Olaf Scholz (SPD), Armin Laschet (CDU) e Annalena Baerbock (Partido Verde) aparecem à frente na disputa na Alemanha - Getty Images
Olaf Scholz (SPD), Armin Laschet (CDU) e Annalena Baerbock (Partido Verde) aparecem à frente na disputa na Alemanha Imagem: Getty Images

Carolina Marins

Do UOL, em São Paulo

25/09/2021 04h00

Os alemães vão amanhã às urnas para escolher o futuro governo após 16 anos de Angela Merkel como chanceler. Os cenários ainda são incertos, mas pesquisas apontam que o eleitorado quer mudanças, embora sem rupturas bruscas. Independentemente de quem ganhar, as relações com o Brasil de Jair Bolsonaro devem continuar em desgaste.

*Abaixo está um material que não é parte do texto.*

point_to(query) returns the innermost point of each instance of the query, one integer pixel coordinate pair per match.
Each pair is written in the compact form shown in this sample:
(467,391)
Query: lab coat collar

As pesquisas de intenções de voto apontam o candidato de centro-esquerda Olaf Scholz, do partido SPD (Partido Social-Democrata), à frente dos adversários, mas por uma margem muito pequena e apenas no final da corrida eleitoral.

Logo em seguida está Armin Laschet, da CDU/CSU (União Democrata Cristã), partido de Merkel, que derreteu após aparecer rindo durante visitas às regiões inundadas pelas grandes chuvas deste ano. Em terceiro, está Annalena Baerbock, do Partido Verde, que também começou bem, mas perdeu terreno no final.

O voto dos indecisos pode mudar a corrida. "Essas eleições são vistas como as mais incertas e imprevisíveis desde o pós-Guerra", diz Aline Burni, pesquisadora no Instituto Alemão de Desenvolvimento e membro do Observatório da Extrema Direita.

Ainda assim, a disputa está entre dois partidos bastante tradicionais e que comumente dividem o governo. Tem duas novidades: a oposição entre CDU e SPD, que aponta que quem perder não estará na coalizão do vencedor e uma futura coalizão muito provavelmente formada por três partidos, para que haja maioria.

"Ainda que a gente não saiba qual coalizão vai sair dessas eleições, o que a gente espera é que qualquer uma não vai conseguir prometer e entregar mudanças muito radicais", explica Aline.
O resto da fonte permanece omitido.